Moreover, the lawsuit asserts, “Employers like [Packaging Solutions] have been advised to provide requested accommodations on a temporary basis where the request is for leave from an employee whose disability puts them at higher risk for contracting COVID-19, and also because healthcare providers are busy fighting a pandemic outbreak. [Packaging Solutions] retaliated against Doe because he suffered from a condition that placed him at higher risk for serious or fatal consequences from COVID-19. If Doe were not gay, Doe would have been treated differently by [Packaging Solutions] during the pandemic. On account of his sexual orientation, [Packaging Solutions] treated Doe differently. Regardless, their actions nevertheless violated the fundamental guarantees of entitlement to benefits, and job security, afforded by [federal law].”
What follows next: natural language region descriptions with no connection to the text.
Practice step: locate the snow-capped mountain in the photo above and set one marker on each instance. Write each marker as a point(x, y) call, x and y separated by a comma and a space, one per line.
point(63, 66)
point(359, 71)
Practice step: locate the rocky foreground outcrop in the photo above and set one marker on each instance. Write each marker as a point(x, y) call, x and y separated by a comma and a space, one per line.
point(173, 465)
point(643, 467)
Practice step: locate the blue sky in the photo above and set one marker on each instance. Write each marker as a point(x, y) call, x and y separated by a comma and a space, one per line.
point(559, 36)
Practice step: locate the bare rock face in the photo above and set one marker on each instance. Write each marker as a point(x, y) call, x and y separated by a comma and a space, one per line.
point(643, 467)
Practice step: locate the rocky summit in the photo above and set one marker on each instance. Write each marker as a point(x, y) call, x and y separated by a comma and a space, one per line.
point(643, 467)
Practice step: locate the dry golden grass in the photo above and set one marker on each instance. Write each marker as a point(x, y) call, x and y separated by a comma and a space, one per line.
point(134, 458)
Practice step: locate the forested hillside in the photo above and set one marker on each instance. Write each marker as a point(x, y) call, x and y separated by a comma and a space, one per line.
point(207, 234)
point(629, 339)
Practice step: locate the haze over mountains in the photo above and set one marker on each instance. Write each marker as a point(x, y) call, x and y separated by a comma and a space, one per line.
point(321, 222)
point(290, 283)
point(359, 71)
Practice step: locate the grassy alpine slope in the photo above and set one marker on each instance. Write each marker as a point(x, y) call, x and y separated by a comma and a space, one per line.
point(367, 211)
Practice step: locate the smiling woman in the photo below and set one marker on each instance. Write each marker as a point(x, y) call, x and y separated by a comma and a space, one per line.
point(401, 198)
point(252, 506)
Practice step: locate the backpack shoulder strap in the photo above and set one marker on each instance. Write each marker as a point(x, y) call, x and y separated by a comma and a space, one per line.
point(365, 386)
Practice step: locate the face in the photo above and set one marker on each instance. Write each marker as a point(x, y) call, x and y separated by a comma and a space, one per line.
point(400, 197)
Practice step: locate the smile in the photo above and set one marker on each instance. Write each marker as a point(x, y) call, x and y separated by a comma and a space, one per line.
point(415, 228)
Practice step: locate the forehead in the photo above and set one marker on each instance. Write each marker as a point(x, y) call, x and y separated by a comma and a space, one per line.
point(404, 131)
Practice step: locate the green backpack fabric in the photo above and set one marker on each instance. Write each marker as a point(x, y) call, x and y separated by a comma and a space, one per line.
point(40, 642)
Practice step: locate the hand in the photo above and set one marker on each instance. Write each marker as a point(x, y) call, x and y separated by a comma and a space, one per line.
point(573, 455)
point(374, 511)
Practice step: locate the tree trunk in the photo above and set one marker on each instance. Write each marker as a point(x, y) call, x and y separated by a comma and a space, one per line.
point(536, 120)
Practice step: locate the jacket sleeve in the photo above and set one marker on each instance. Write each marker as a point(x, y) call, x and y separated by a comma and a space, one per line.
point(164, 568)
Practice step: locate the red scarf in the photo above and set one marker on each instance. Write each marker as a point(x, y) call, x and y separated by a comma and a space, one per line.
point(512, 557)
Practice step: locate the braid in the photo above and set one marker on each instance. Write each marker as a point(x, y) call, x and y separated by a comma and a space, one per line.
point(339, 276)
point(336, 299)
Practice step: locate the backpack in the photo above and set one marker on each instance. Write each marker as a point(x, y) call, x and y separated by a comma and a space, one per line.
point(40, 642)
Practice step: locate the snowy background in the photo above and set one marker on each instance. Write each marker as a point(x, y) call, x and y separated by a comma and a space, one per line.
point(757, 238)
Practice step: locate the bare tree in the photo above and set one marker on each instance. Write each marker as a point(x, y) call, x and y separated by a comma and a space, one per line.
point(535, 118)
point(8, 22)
Doe is seeking more than $150,000 in damages. He’s also requesting that Packaging Solutions be ordered to provide a neutral job reference for Doe; to remove from Doe’s personnel file any reference to Doe’s alleged job abandonment or voluntary resignation; and to provide accurate and truthful information to the unemployment-compensation board regarding Doe’s conduct.
The case has been assigned to U.S. District Judge John R. Padova of the Eastern District of Pennsylvania. A jury trial has been requested. Neither side had a comment for this story.